The economic growth rate in Massachusetts may have slowed to 1.2 percent in the fourth quarter of 2023, but “Help Wanted” signs remain out from Boston to the Berkshires.

The government reports that US employers added 275,000 jobs during February, well above expectations. It marked the third consecutive month of job gains exceeding 200,000 and the 38th consecutive month of job growth. Average hourly earnings rose by 4.3 percent over the year, although the pace of increases has been fading.

“We’ve been expecting a slowdown in the labor market, a more material loosening in conditions, but we’re just not seeing that,” Rubeela Farooqi, chief economist at High Frequency Economics, told the New York Times.

It’s a familiar story for Massachusetts employers, who continue to struggle in the search for qualified workers some three years after the epic labor-force disruption of the COVID-19 pandemic. Employers created almost 26,000 net new jobs from January 2023 to January 2024 and the commonwealth’s January unemployment rate fell to 3.0 percent, almost a full point lower than the national average.

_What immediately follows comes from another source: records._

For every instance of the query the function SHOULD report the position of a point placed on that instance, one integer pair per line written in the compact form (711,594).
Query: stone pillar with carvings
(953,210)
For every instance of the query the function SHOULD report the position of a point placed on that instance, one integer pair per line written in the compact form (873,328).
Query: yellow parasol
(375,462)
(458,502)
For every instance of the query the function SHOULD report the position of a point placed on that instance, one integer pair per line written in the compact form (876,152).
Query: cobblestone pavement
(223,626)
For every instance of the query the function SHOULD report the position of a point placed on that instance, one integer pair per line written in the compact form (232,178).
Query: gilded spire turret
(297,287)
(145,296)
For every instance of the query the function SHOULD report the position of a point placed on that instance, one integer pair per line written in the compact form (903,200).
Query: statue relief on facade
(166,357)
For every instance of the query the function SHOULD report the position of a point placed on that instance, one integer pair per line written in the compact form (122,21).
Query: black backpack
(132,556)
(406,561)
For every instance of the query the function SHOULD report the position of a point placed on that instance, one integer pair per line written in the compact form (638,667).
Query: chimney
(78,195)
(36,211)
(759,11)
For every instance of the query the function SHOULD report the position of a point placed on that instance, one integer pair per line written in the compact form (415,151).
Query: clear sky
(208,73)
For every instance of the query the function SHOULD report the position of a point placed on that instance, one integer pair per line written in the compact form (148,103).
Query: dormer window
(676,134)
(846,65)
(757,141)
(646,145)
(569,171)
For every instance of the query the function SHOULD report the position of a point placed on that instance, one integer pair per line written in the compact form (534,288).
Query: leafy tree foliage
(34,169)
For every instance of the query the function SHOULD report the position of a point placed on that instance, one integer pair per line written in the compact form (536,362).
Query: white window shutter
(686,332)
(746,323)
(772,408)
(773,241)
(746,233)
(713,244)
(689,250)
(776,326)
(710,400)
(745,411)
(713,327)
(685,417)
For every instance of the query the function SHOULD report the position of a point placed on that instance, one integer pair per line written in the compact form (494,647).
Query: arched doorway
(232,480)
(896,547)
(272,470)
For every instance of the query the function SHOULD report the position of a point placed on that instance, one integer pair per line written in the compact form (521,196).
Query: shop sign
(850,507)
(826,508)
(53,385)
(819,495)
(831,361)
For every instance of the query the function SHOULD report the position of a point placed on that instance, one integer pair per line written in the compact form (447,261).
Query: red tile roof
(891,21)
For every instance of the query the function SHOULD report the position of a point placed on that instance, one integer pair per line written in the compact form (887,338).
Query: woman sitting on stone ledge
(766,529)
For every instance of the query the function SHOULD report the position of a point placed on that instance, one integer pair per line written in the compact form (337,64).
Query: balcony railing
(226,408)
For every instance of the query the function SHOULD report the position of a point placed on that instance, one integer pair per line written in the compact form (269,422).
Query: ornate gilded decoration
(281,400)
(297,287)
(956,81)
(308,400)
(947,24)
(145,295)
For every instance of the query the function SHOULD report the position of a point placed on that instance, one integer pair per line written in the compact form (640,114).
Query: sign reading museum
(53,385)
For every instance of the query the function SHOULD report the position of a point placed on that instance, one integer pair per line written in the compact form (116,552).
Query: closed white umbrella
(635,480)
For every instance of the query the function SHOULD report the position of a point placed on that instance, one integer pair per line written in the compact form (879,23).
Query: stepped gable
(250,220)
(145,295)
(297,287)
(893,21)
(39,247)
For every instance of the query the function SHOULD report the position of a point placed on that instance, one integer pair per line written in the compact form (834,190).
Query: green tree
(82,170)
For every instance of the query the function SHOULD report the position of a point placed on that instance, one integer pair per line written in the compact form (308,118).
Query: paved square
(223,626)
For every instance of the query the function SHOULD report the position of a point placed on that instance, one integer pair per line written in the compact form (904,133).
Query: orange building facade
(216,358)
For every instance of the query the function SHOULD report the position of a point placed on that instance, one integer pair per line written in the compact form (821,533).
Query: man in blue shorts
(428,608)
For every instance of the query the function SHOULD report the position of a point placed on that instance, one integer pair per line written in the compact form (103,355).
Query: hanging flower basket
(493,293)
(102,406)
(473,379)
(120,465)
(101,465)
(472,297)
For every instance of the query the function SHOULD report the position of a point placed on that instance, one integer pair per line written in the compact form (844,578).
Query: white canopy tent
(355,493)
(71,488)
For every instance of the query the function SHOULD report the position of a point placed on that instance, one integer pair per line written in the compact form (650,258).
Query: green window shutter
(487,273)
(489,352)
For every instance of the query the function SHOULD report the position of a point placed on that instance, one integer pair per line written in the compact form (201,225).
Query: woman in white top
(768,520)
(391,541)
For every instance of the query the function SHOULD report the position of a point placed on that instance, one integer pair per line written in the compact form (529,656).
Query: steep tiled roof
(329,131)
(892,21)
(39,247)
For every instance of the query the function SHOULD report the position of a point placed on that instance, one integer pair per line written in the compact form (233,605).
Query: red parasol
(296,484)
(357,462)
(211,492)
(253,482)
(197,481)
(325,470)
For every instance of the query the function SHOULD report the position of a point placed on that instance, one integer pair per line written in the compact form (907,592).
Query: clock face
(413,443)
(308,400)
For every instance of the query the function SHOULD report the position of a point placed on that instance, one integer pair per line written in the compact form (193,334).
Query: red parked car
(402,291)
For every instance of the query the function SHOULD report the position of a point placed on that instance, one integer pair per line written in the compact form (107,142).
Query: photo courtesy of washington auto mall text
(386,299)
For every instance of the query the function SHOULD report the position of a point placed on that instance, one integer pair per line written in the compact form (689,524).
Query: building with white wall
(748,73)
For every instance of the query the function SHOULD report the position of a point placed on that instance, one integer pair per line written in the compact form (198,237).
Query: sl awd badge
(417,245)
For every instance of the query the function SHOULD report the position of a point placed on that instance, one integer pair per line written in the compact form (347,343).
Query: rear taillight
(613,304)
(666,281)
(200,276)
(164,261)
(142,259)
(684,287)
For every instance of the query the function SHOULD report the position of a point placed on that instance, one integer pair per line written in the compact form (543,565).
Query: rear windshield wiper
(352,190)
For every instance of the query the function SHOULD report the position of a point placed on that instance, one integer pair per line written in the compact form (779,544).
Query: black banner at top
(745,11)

Tricia Canavan, President and CEO of The Tech Foundry in Springfield and a member of the AIM Board of Directors and Executive Committee, told The Boston Globe’s Trendlines column that “(E)mployers are continuing to struggle” to hire technology workers. The number of available workers hasn’t recovered from a sharp drop during the pandemic.

It probably shouldn’t come as a surprise that an historically tight labor market created by a unique public-health crisis is taking a long time to unwind. The good news is that this remarkably resilient labor market may make possible the soft landing that will control inflation without casting the country into recession.